Шампион придвинулся к лампе, чтобы прочесть документы, и Матифо, глядя на него, подумал:

— Какой дурак! Он ведь даже не подозревает, что в нужный момент я обведу его вокруг пальца. Подписывай, старина! Таскай для меня каштаны из огня, но не надейся, что они достанутся тебе. На этом деле я заработаю миллион!

Туанон в этот миг не думал ни о чем. В глазах его не отражалось ничего, кроме жадности, а губы сами собой продолжали тихонько шептать:

— Миллион двести пятьдесят тысяч франков!

ГЛАВА IV

Четвертый огонек

Теперь войдем в комнату, выходящую окнами в сад. Все окна обширного помещения, кроме одного, закрыты плотными шторами из дамаста; полог над кроватью сделан из того же материала.

В кровати лежит женщина, светловолосая головка которой покоится на подушке с кружевной отделкой.

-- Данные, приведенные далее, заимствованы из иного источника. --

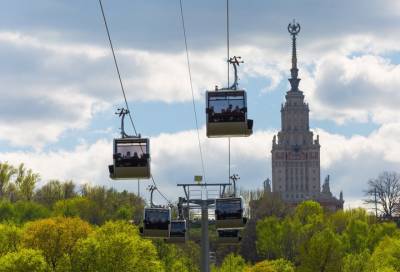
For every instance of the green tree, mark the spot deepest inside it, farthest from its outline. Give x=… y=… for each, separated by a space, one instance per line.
x=25 y=260
x=49 y=193
x=26 y=181
x=380 y=230
x=269 y=238
x=10 y=237
x=322 y=253
x=279 y=265
x=356 y=236
x=55 y=237
x=115 y=246
x=7 y=211
x=7 y=171
x=308 y=212
x=232 y=263
x=79 y=206
x=386 y=256
x=356 y=262
x=28 y=211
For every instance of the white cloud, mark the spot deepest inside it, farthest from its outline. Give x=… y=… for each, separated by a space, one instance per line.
x=355 y=89
x=175 y=159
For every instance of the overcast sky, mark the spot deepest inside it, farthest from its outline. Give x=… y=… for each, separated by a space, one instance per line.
x=59 y=89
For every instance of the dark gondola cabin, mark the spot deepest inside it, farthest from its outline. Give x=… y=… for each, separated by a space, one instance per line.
x=157 y=222
x=227 y=114
x=178 y=231
x=131 y=158
x=229 y=213
x=229 y=236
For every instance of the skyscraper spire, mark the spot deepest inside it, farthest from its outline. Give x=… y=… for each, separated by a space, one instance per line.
x=294 y=29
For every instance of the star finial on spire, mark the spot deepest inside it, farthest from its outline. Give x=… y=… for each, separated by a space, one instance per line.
x=294 y=29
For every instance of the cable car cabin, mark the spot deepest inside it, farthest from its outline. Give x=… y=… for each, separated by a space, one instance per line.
x=227 y=114
x=229 y=236
x=177 y=233
x=229 y=213
x=157 y=222
x=131 y=158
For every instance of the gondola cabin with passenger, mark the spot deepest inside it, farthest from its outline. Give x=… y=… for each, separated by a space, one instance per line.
x=229 y=213
x=226 y=114
x=131 y=154
x=157 y=222
x=226 y=109
x=131 y=158
x=229 y=236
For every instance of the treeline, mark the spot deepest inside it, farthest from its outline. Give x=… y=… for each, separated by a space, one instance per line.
x=22 y=201
x=70 y=244
x=63 y=227
x=309 y=239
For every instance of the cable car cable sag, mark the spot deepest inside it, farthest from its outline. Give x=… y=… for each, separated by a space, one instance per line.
x=116 y=66
x=228 y=57
x=191 y=87
x=123 y=89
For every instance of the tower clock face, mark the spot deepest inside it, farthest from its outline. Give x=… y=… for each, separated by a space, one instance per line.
x=296 y=155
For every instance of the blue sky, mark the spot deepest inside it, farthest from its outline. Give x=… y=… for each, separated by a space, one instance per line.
x=60 y=89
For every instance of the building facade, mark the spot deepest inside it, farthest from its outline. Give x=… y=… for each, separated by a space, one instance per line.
x=296 y=173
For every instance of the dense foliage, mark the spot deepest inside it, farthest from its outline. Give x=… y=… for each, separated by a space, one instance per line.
x=60 y=227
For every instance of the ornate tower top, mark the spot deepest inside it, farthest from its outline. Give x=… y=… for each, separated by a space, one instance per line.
x=294 y=29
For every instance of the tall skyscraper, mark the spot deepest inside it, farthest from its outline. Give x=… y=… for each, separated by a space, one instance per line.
x=296 y=152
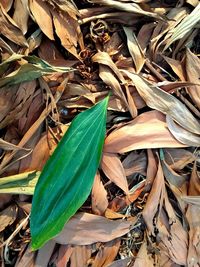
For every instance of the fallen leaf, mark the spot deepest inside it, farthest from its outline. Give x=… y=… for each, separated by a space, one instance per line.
x=86 y=229
x=99 y=196
x=134 y=49
x=113 y=169
x=40 y=10
x=8 y=216
x=166 y=103
x=107 y=253
x=148 y=130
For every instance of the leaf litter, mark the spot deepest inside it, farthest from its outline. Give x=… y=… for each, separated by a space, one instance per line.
x=144 y=205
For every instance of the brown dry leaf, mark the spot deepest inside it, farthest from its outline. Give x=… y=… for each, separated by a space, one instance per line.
x=172 y=236
x=166 y=103
x=64 y=254
x=135 y=163
x=192 y=213
x=113 y=169
x=181 y=134
x=152 y=169
x=143 y=258
x=128 y=7
x=148 y=130
x=177 y=67
x=7 y=4
x=21 y=14
x=8 y=216
x=155 y=201
x=192 y=65
x=66 y=29
x=27 y=259
x=40 y=10
x=134 y=49
x=178 y=158
x=106 y=253
x=40 y=154
x=9 y=146
x=99 y=196
x=44 y=254
x=10 y=29
x=80 y=256
x=120 y=263
x=85 y=229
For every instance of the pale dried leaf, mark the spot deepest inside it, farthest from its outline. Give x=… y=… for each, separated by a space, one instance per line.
x=134 y=49
x=181 y=134
x=85 y=229
x=99 y=196
x=8 y=216
x=106 y=253
x=42 y=15
x=155 y=200
x=166 y=103
x=21 y=14
x=148 y=130
x=186 y=25
x=113 y=169
x=44 y=254
x=10 y=29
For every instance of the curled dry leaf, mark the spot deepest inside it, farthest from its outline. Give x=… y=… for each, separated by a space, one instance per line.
x=186 y=25
x=166 y=103
x=181 y=134
x=113 y=169
x=21 y=15
x=148 y=130
x=178 y=158
x=143 y=258
x=64 y=253
x=8 y=216
x=99 y=196
x=192 y=66
x=155 y=200
x=10 y=29
x=107 y=253
x=40 y=10
x=80 y=256
x=134 y=49
x=44 y=254
x=85 y=229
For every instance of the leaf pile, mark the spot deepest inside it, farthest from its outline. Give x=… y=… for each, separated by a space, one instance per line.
x=60 y=58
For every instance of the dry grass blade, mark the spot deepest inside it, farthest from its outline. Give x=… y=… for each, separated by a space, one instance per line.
x=166 y=103
x=113 y=168
x=134 y=49
x=128 y=7
x=181 y=134
x=186 y=25
x=41 y=10
x=146 y=131
x=10 y=29
x=96 y=228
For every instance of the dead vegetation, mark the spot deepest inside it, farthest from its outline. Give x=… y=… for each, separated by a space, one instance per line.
x=59 y=58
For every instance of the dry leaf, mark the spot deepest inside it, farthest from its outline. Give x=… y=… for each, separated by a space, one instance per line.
x=85 y=229
x=8 y=216
x=148 y=130
x=113 y=169
x=106 y=253
x=40 y=10
x=99 y=196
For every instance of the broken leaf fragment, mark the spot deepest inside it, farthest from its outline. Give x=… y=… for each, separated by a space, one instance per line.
x=67 y=178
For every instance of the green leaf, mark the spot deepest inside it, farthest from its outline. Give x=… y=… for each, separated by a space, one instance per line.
x=67 y=178
x=23 y=183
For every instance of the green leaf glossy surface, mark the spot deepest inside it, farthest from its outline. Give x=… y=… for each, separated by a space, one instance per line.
x=67 y=178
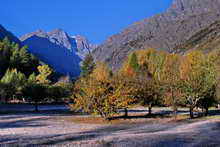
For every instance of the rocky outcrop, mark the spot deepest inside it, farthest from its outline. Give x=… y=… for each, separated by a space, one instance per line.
x=4 y=33
x=164 y=31
x=58 y=49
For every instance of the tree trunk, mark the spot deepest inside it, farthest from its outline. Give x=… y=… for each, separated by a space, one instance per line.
x=174 y=105
x=150 y=109
x=36 y=107
x=206 y=111
x=126 y=112
x=191 y=112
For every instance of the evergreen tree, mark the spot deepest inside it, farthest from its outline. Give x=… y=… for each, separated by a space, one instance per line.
x=14 y=82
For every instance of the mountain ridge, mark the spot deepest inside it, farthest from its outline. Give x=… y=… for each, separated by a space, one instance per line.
x=164 y=31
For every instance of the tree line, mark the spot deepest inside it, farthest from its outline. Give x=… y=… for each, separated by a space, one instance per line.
x=149 y=78
x=23 y=77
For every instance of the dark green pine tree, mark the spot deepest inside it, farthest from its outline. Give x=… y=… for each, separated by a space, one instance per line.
x=133 y=61
x=87 y=65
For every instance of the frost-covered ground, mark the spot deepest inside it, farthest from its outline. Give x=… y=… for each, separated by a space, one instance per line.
x=53 y=129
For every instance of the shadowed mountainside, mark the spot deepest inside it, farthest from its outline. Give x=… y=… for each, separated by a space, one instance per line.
x=164 y=31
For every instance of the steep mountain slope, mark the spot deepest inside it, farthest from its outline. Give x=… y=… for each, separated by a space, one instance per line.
x=4 y=33
x=165 y=31
x=57 y=49
x=207 y=39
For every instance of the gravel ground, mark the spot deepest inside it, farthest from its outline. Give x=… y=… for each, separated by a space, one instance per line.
x=53 y=129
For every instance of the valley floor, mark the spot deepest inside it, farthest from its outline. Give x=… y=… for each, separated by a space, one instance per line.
x=26 y=129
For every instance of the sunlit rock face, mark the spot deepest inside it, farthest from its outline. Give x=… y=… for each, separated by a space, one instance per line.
x=164 y=31
x=5 y=33
x=57 y=49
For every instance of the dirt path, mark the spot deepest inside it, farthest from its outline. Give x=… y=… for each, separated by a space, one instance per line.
x=32 y=129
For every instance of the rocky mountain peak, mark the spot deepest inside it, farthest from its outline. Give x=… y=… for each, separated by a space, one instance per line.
x=164 y=31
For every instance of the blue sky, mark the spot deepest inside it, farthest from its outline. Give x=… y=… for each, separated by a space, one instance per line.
x=95 y=19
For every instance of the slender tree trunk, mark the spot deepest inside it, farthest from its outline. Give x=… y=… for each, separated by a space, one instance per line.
x=174 y=105
x=36 y=106
x=126 y=112
x=191 y=112
x=150 y=109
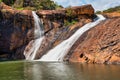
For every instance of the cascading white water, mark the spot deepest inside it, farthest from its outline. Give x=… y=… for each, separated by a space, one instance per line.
x=38 y=36
x=58 y=53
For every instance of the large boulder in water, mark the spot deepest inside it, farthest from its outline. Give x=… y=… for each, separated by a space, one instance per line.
x=100 y=44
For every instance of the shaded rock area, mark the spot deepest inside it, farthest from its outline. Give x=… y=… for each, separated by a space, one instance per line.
x=100 y=44
x=16 y=30
x=55 y=31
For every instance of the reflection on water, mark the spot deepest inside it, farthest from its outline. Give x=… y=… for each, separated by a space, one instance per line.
x=57 y=71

Она спит и, видимо, видит какой-то приятный сон, ибо с ее улыбающихся губ одно за другим срываются два имени: Жорж и Октав. Эти имена, объединенные во сне, доказывают ее чистоту и невинность.

Говорит она, без всякого сомнения, с усопшим другом и говорит о том, кому грозит сейчас смертельная опасность, но по-видимому, надежда не оставляет ее, ибо губы молодой женщины продолжают улыбаться.

Да, на пунцовых губках графини Элен де Ранкон играет нежная легкая улыбка. Не станем же тревожить ее мирный сон, ибо давно уже глаза ее не знали ничего, кроме слез.

Но когда-то все было иначе!

С тех пор прошло только пять лет, но как долог кажется этот срок Элен.

Когда-то она, резвое шаловливое дитя, беспечно играла в отцовском доме, но даже слепая любовь отца не смогла испортить характера этого доброго и милого ребенка. Хотя окружающие наперебой старались исполнить любой ее каприз и предугадать каждое желание, но сердце маленькой Элен оставалось по-прежнему чистым и открытым добру.

Рабочие на фабрике отца просто обожали ее, даже самые бедные и несчастные из них с удовольствием смотрели на дочь хозяина, любуясь ее красотой и грацией.

Шли годы. Однажды на фабрику приехал красивый молодой человек. Едва достигнув двадцатипятилетнего возраста, он уже обладал серьезностью и рассудительностью гораздо более зрелого человека.

Вечером, сидя за столом, Элен поняла из разговора отца с их гостем, что тот прибыл для изучения производства на фабрике господина Ромье.

Юности свойственно любопытство и Элен невольно задалась вопросом, почему этот молодой человек столь серьезен и печален. В его присутствии она испытывала невольную робость, хотя бессознательно тянулась всем сердцем к графу Жоржу де Ранкону.

Вскоре ей удалось узнать его тайну.

В чужой стране остались могилы его родителей, умерших в эмиграции, этим и объяснялся печальный вид молодого графа.

Перед Жоржем, несмотря на молодость, стояла трудная задача — восстановить былой блеск знатного имени и семейное благосостояние. Вот почему он был так серьезен.